Rebuild the model with optimized k

k <- 6

set.seed(123)

km.out <- kmeans(scaled_recycling_2col, centers = k, nstart = 20)
recycling$cluster_id <- factor(km.out$cluster)

ggplot(
  recycling, 
  aes(
    x = population,
    y = household_recycled_pct,
    colour = cluster_id
  )
) +
  geom_point() +
  xlab("Population") +
  ylab("Recycling Rate")

Interpret the results

First, we dummy code the only categorical feature, collection_type to allow us to get descriptive statistics for the values of this feature.

# Get dummies
recycling <- 
  recycling |> 
  get_dummies(cols = collection_type) |> 
  select(!collection_type) |> 
  clean_names()

# Summarise descriptive stats of full data
recycling_stats <- 
  recycling |> 
  summarise(
    global_comingled = mean(collection_type_co_mingled),
    global_two_stream = mean(collection_type_two_stream),
    global_multi_stream = mean(collection_type_multi_stream),
    global_population = median(population),
    global_household_collected = median(household_collected),
    global_household_recycled = median(household_recycled),
    global_household_rate = median(household_recycled_pct)
  ) |> 
  round(2)

recycling_stats |> 
  kable()
global_comingled global_two_stream global_multi_stream global_population global_household_collected global_household_recycled global_household_rate
0.51 0.36 0.13 142951 55102 22933 0.42

Next get the same descriptive stats but grouped by cluster.

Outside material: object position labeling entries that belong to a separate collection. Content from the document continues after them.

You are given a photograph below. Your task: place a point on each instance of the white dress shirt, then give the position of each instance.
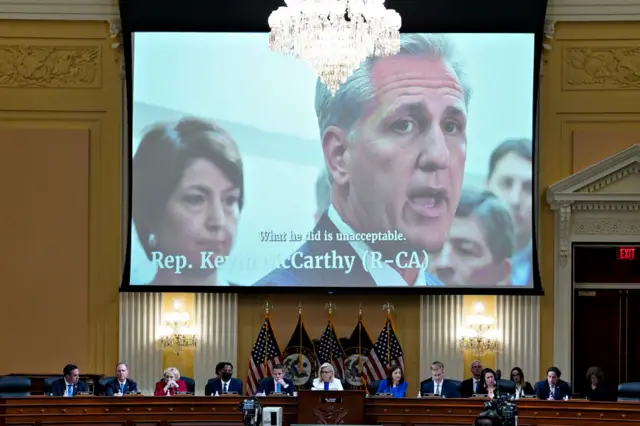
(382, 274)
(335, 384)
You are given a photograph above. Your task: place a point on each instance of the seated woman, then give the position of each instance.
(394, 384)
(522, 387)
(170, 383)
(596, 390)
(326, 379)
(488, 385)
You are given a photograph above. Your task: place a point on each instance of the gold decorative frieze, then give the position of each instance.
(601, 68)
(50, 66)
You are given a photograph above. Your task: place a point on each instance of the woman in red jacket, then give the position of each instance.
(170, 383)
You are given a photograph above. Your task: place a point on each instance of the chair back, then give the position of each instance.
(13, 386)
(373, 387)
(191, 384)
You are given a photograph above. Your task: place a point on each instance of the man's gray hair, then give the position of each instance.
(323, 191)
(493, 218)
(345, 108)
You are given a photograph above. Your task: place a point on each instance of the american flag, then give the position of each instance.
(330, 350)
(385, 352)
(264, 355)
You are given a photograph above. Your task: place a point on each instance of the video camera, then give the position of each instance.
(251, 412)
(504, 408)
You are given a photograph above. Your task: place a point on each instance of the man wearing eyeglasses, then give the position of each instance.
(480, 243)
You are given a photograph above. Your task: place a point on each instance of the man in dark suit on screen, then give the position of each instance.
(70, 384)
(394, 143)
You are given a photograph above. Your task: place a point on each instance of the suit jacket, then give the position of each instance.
(447, 389)
(466, 388)
(527, 389)
(215, 385)
(59, 387)
(268, 386)
(399, 391)
(562, 389)
(336, 277)
(159, 391)
(112, 387)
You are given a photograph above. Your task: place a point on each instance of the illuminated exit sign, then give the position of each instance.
(626, 253)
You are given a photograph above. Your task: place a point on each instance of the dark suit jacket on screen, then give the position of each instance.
(268, 386)
(215, 385)
(59, 387)
(447, 389)
(358, 277)
(112, 387)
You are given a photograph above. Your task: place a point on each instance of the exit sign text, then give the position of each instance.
(626, 253)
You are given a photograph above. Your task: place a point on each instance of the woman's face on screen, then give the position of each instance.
(201, 215)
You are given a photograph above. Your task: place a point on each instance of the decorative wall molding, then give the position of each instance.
(50, 66)
(70, 10)
(613, 217)
(590, 226)
(440, 319)
(601, 68)
(594, 10)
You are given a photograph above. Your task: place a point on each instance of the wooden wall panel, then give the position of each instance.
(58, 77)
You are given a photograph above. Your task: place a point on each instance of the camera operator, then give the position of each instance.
(488, 418)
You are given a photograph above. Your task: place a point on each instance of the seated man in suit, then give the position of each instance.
(279, 384)
(438, 385)
(553, 388)
(470, 386)
(70, 384)
(121, 385)
(224, 383)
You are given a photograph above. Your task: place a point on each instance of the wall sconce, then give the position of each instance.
(479, 336)
(176, 332)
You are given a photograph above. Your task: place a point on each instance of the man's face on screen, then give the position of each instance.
(465, 258)
(406, 161)
(201, 214)
(511, 182)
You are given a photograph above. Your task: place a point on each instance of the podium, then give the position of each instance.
(330, 407)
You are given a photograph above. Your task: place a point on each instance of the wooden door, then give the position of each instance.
(597, 336)
(631, 333)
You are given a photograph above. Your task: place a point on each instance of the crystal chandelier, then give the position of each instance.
(334, 36)
(480, 337)
(176, 332)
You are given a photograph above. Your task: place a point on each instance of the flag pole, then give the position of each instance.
(330, 306)
(267, 315)
(388, 306)
(360, 339)
(300, 336)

recycling_stats_by_cluster <- 
  recycling |> 
  group_by(cluster_id) |> 
  summarise(
    cluster_comingled = round(mean(collection_type_co_mingled), 2),
    cluster_two_stream = round(mean(collection_type_two_stream), 2),
    cluster_multi_stream = round(mean(collection_type_multi_stream), 2),
    cluster_population = median(population),
    cluster_household_collected = median(household_collected),
    cluster_household_recycled = median(household_recycled),
    cluster_household_rate = median(household_recycled_pct)
  )

recycling_stats_by_cluster |> 
  kable()
cluster_id cluster_comingled cluster_two_stream cluster_multi_stream cluster_population cluster_household_collected cluster_household_recycled cluster_household_rate
1 0.56 0.36 0.08 123383.0 45807 14587 0.3240
2 0.22 0.67 0.11 554401.0 239199 92163 0.3610
3 0.69 0.24 0.07 289254.0 107383 34901 0.3200
4 0.47 0.39 0.15 113047.0 45328 19781 0.4270
5 0.52 0.30 0.18 135062.5 51970 28780 0.5425
6 0.33 0.52 0.15 308705.0 127334 62984 0.4870

Let’s plot the differences from the population for each cluster.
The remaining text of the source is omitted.